His writings were notable for their entirely naturalistic account of the history of life. He adhered to some ideas current in his time and hypothesized that the sun is hot incandescent iron and that the earth was a fragment of the sun knocked out by a comet. And he tried to calculate how long it would take for iron as big as the earth to cool to room temperature. His calculations were a minimum of 75,000 years. But he apparently thought that the earth was considerably older than that, perhaps more than a million years old.

He knew about fossil mammoths and knew that they resembled elephants, so he hypothesized that elephants once lived in polar regions when the earth was warmer and gradually migrated to the tropics as it cooled.

As for life, Buffon thought of species like the creationists do, as permanent fixed kinds. Each species had a kind of internal mould that shaped its form and development. Thus the result of two humans mating will always be a human and two dogs mating will always be dogs.

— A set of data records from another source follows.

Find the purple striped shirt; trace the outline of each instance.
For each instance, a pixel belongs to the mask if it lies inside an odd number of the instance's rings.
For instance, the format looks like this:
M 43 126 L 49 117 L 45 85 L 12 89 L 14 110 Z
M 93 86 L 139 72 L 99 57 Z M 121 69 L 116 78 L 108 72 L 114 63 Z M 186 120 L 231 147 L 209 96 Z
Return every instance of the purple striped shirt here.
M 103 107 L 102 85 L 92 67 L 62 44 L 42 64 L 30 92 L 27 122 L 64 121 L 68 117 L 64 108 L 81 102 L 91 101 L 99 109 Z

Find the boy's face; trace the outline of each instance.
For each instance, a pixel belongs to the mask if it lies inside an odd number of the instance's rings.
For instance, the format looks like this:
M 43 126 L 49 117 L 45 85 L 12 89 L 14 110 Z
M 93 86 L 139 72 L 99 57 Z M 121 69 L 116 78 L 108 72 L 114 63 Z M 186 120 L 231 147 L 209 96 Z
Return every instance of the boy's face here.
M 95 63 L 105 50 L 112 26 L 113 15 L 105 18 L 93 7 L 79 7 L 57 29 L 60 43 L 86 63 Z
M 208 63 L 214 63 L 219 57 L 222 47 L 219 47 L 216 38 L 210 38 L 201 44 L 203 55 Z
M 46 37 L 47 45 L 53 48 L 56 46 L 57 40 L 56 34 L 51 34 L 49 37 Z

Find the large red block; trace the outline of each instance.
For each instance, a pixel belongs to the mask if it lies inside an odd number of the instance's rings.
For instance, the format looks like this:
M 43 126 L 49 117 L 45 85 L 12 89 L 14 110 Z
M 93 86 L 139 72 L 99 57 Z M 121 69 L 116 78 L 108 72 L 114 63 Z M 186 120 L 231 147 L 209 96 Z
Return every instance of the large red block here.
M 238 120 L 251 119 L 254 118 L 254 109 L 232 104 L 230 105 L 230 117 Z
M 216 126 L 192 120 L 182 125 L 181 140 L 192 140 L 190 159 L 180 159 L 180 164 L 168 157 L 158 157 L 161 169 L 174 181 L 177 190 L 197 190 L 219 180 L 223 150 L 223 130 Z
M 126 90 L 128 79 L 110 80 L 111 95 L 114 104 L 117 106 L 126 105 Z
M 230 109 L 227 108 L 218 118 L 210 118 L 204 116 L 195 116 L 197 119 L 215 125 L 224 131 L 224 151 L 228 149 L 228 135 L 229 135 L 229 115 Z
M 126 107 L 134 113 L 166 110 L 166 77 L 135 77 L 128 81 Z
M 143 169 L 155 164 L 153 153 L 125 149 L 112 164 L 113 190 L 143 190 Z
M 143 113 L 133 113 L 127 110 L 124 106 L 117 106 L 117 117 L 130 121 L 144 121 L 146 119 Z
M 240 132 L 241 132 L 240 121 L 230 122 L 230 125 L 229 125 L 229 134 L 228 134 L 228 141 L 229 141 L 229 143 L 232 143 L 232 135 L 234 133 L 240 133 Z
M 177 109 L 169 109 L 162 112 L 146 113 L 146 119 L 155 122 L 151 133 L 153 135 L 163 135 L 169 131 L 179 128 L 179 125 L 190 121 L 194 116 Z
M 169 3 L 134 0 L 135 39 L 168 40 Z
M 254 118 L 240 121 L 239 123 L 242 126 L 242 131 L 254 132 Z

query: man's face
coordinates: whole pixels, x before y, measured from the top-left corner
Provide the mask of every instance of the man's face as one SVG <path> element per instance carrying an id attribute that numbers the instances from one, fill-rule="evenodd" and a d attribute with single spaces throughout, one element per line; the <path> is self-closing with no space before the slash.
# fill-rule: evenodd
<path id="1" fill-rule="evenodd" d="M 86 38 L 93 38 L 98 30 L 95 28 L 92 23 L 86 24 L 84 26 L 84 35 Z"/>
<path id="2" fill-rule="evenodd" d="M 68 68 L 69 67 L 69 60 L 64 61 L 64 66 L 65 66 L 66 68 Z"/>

He had trouble accepting the common ancestry of apes and humans, and gradually came to hypothesize that the internal moulds could become damaged and accumulate errors, so that apes might be thought of as corrupted men. That led to him to hypothesizing (on the model of animal breeding in his time) that an initial set of forms might transform to produce a whole collection of varieties, and interpreted horses, zebras, donkeys etc. as varieties of some ancient paradigmatic equine form.

Perhaps the biggest difference between Buffon and Darwin and Wallace was that Buffon never seems to have really hit on the generation of new species by natural selection. Of course Darwin and Wallace couldn't really explain how natural selection changed the internal mould that governs fetal development so that new species bred true and produced more of their evolved phenotypic kinds. That explanation required the appearance of molecular genetics and evolutionary developmental biology in the second half of the 20th century.